Bears more active in Revelstoke this spring than years before

Bears appear to be more active this spring than in previous years, and Revelstoke Bear Aware reminds community members to be conscious of their bear attractants.

Signs of bear activity on a fence Photo: Aaron Orlando/Revelstoke Mountaineer

Another winter season has come and gone, and with the commencement of spring comes the beginning of bear season. Throughout Revelstoke, bears have been out of hibernation and up to their usual shenanigans.

I know that bears are in every single corner of the town right now. There’s no community where there is not a bear,” Says Revelstoke Bear Aware Community Coordinator Maggie Spizzirri.

Spizzirri told Mountaineer staff in an interview that bears seem to be more active this spring than usual compared to the last five years. She says this could result from bears going back to the same habits they had when they went into hibernation in the fall.

“If they were starting to become a little bit aggressive, then we’ll see that exponentially more right away in spring because they know where to access easy food. And if you think of people leaving out garbage, that’s like a buffet of food that we provide for them,” Spizzirri said. “Whereas, you know, in the forest, they have to go foraging. It’s a little bit more effort. So it’s not that there’s no food for them. It’s just path of least resistance.”

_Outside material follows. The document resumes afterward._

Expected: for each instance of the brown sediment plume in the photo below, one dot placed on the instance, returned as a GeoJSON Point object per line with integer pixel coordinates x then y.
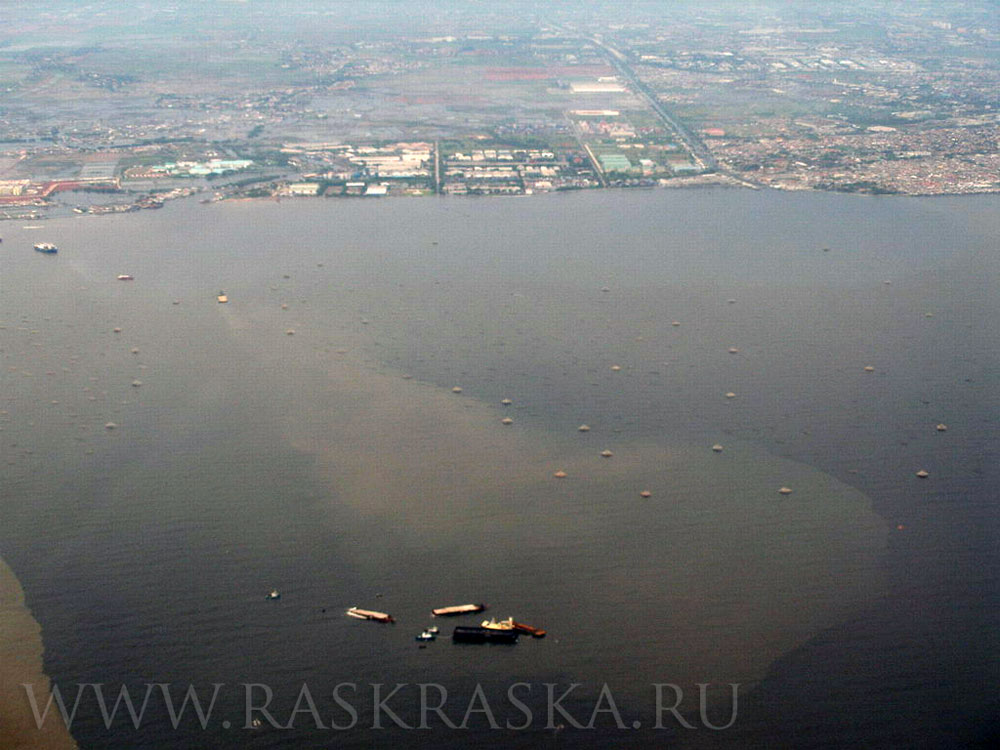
{"type": "Point", "coordinates": [20, 664]}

A couple of black bears hang out in Revelstoke in this file photo. Photo: Revelstoke Bear Aware file photo

As we transition into the spring and summer seasons, Revelstoke Bear Aware reminds community members to monitor their potential bear attractants. Spizzirri says that fruit trees and garbage are the biggest problems attracting and creating food-conditioned and habituated bears.

“As fruit starts to become ripe, and I know we’ve got cherries coming up in June, just to make sure to pick your fruit,” Spizzirri says. “We have the gleaning program. If people aren’t able to pick their fruit, we have a bunch of awesome volunteers that come, and we’ll pick fruit for free. And then it gets donated to the food bank. So it’s a great program.”

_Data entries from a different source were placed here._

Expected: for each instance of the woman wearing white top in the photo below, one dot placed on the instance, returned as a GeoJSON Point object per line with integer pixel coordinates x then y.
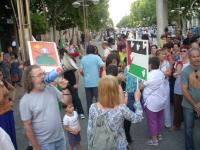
{"type": "Point", "coordinates": [154, 98]}
{"type": "Point", "coordinates": [5, 141]}
{"type": "Point", "coordinates": [178, 96]}
{"type": "Point", "coordinates": [166, 69]}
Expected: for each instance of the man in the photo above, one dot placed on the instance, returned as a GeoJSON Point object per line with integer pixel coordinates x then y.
{"type": "Point", "coordinates": [107, 49]}
{"type": "Point", "coordinates": [89, 68]}
{"type": "Point", "coordinates": [40, 113]}
{"type": "Point", "coordinates": [190, 85]}
{"type": "Point", "coordinates": [188, 40]}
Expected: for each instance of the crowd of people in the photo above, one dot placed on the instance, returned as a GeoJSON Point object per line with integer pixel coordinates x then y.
{"type": "Point", "coordinates": [115, 98]}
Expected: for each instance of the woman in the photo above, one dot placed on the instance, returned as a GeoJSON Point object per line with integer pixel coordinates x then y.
{"type": "Point", "coordinates": [6, 114]}
{"type": "Point", "coordinates": [108, 92]}
{"type": "Point", "coordinates": [154, 49]}
{"type": "Point", "coordinates": [154, 98]}
{"type": "Point", "coordinates": [72, 76]}
{"type": "Point", "coordinates": [178, 96]}
{"type": "Point", "coordinates": [166, 69]}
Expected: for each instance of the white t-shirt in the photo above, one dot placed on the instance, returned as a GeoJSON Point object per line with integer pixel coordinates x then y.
{"type": "Point", "coordinates": [107, 51]}
{"type": "Point", "coordinates": [177, 85]}
{"type": "Point", "coordinates": [5, 141]}
{"type": "Point", "coordinates": [71, 121]}
{"type": "Point", "coordinates": [154, 92]}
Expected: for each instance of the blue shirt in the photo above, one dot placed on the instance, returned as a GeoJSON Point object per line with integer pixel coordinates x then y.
{"type": "Point", "coordinates": [131, 81]}
{"type": "Point", "coordinates": [90, 64]}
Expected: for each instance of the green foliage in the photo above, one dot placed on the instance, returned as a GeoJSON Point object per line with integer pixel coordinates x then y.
{"type": "Point", "coordinates": [124, 22]}
{"type": "Point", "coordinates": [143, 12]}
{"type": "Point", "coordinates": [62, 15]}
{"type": "Point", "coordinates": [39, 24]}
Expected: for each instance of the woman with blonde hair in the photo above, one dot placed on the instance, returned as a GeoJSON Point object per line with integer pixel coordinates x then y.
{"type": "Point", "coordinates": [114, 112]}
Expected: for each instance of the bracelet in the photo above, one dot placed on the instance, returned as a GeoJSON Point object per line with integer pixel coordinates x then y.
{"type": "Point", "coordinates": [65, 88]}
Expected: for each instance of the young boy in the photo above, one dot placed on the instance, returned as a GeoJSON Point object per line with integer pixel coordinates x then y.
{"type": "Point", "coordinates": [72, 126]}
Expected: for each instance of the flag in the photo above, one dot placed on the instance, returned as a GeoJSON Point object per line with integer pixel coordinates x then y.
{"type": "Point", "coordinates": [61, 41]}
{"type": "Point", "coordinates": [139, 47]}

Bear Aware says it’s not just about preventing bears from making a mess when it comes to garbage. It’s about community safety.

“The biggest tip would be, it’s not necessarily just saving bears. It’s also keeping our community safe. Making sure our kids can play in the playgrounds and not be afraid. Making sure people can put their garbage at the end of the curb and not be bluff charged and things like that.”